While the MSCI World Index is on course for its worst monthly drop in almost a year, long-short hedge funds have outperformed. Funds that pick stocks based on business fundamentals were down 1% through Monday, while those placing bets using computer models gained 3%, according to data compiled by Goldman Sachs Group Inc.’s prime broker. Over the span, the benchmark slipped 3%.
Money managers rushed to protect against the downside particularly on Monday, with short sales on exchange-traded funds jumping the most since July among Goldman’s fund clients. That move certainly helped offset whatever losses that hit the long book.
That anyone employing short positions is outperforming during a market rout shouldn’t come as a surprise. Still, for an industry that’s been criticized for high fees despite lackluster returns in the last decade, the latest performance is perhaps why investors are still willing to pay up for the privilege to stay invested with hedge funds.

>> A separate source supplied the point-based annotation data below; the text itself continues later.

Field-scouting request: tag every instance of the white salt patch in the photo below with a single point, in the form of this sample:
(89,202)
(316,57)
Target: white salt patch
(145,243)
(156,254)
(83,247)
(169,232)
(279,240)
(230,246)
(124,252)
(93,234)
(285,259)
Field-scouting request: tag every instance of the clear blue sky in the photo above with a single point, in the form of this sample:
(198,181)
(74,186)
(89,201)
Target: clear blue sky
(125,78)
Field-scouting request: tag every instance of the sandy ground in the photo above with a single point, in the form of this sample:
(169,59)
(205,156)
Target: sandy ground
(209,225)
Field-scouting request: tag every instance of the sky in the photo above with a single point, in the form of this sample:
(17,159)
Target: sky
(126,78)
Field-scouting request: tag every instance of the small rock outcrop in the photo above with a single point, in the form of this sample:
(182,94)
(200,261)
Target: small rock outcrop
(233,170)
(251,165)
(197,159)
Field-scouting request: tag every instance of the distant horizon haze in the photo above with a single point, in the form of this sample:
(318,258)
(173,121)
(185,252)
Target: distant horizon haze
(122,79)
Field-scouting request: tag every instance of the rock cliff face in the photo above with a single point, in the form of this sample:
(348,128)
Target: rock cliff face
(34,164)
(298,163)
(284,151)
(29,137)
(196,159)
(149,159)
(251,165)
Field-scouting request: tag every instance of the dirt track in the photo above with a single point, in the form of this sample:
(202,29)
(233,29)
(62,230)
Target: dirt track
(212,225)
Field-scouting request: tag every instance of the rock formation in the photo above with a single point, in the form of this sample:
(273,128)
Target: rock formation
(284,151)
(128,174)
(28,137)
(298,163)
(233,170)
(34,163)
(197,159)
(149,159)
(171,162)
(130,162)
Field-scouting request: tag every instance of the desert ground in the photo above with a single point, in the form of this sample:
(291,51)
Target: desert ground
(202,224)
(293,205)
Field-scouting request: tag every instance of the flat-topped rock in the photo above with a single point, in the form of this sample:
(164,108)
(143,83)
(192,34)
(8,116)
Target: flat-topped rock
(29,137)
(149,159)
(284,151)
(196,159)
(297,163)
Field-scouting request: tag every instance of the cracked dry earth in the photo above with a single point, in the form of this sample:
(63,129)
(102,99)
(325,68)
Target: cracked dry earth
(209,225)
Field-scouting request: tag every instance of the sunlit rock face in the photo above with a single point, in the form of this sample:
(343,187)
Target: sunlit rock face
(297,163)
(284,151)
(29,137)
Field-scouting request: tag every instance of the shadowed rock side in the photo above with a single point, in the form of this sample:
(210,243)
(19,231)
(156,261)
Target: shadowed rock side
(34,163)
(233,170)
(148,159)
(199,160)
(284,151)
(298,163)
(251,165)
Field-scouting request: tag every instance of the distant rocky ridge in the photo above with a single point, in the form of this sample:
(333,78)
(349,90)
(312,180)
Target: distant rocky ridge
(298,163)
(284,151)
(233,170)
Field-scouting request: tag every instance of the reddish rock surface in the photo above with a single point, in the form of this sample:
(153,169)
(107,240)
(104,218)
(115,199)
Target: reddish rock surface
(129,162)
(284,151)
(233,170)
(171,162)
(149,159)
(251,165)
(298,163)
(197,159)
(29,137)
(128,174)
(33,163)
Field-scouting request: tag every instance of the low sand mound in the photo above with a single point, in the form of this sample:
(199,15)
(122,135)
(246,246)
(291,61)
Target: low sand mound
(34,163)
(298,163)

For the market, it’s at least soothing that one of the key players didn’t blow up. The fact that they’re holding up could mean less selling pressure should the market’s losses snowball, a scenario that strategists at Morgan Stanley see as increasingly likely.
On the other hand, if the S&P 500 resumes its record-setting rally, all the bearish wagers could be forced to unwind, providing further fuel for the advance.
The S&P 500 rose 0.9% as of 11:11 a.m. in New York, snapping a four-day slide. Stocks recovered as concerns about China Evergrande Group’s debt woes eased ahead of Wednesday’s Federal Reserve policy decision.